A baby girl died from postnatal seizures after her mother fell ill at a garment factory, according to Queensland police.
Key points:A Queensland Police investigation is looking into the deaths of seven workers at a sewing factory on the Gold Coast in 2016The girl’s mother, whose name has not been released, has since died of pneumoniaThe garment industry in Queensland has been hit by a rash of infections linked to the industry.
A Queensland police investigation is also looking into how the girl died.
Key highlights:A 26-year-old woman died of respiratory issues after being admitted to the Royal Brisbane and Women’s Hospital on December 1, 2016.
Police said the worker’s death was not being treated as suspicious.
It’s believed the woman fell ill after a colleague washes a garment she was working on.
The garment worker’s mother died the following day and the baby girl’s remains were flown to Brisbane Children’s Hospital.
The mother’s family has since been notified of the baby’s death.
“Our investigation is still ongoing and we would like to know more about the circumstances surrounding the infant’s death,” police said in a statement.

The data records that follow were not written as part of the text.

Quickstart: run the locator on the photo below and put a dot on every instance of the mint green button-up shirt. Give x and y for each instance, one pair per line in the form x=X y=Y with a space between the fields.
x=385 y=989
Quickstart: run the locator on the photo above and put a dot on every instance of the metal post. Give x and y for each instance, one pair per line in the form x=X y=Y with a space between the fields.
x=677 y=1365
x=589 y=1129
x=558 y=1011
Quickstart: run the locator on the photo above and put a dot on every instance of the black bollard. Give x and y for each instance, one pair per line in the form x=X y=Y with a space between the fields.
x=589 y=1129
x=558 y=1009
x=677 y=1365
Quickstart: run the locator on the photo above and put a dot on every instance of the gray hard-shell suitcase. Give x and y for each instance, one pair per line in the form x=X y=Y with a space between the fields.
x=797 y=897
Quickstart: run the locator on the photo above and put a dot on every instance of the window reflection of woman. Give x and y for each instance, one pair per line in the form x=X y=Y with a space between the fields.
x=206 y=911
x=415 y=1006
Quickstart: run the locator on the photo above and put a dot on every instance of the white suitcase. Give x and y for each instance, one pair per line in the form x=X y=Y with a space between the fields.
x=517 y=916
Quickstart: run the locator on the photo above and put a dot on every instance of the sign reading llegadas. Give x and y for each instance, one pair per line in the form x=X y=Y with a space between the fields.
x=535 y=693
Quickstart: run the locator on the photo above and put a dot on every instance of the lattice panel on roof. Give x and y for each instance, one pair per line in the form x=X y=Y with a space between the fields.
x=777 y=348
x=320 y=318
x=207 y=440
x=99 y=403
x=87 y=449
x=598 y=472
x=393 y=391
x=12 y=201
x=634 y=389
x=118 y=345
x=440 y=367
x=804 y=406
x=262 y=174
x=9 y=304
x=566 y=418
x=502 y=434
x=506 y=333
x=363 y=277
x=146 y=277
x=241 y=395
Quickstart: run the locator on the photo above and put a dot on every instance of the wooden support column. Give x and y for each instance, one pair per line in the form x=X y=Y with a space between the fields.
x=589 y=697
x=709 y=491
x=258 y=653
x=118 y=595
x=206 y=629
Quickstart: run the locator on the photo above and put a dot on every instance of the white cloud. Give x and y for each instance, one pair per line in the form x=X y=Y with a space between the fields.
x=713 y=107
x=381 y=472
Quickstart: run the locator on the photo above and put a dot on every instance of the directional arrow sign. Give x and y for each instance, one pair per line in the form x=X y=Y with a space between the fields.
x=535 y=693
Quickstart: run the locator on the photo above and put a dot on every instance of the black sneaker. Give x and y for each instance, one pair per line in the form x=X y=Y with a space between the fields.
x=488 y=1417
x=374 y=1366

“We are currently liaising with Queensland Government’s coronavirus and related health services.”
Queensland Health said in March that the death was being treated “as suspicious”.
Queenslands Police confirmed it was conducting a “thorough investigation” into the death.
In December, Queensland Police said it had been alerted to a suspicious death at a manufacturing facility in the Gold and Silverside area of Brisbane’s south-east in 2016.
The woman, who had a history of respiratory illnesses, died after being taken to hospital on December 2.
Her death has since come to light after a review by the Queensland Coronavirus Advisory Group.
The review is looking at how the deaths were related to the industrial environment and the way the manufacturing industry operates.
Police are also conducting an investigation into how a baby girl was born prematurely.
Queenslanders will continue to wear protective clothing and other protective gear for two months after childbirth, while the Queensland Government and Queensland Manufacturing Association (QMA) will work together to identify ways in which the industry can improve, police said.
“This is a very difficult time for the manufacturing community and for our workforce and it is our hope that the Queensland Police and QMA will continue working together in this regard,” QMA president Michael McGlashan said in an emailed statement.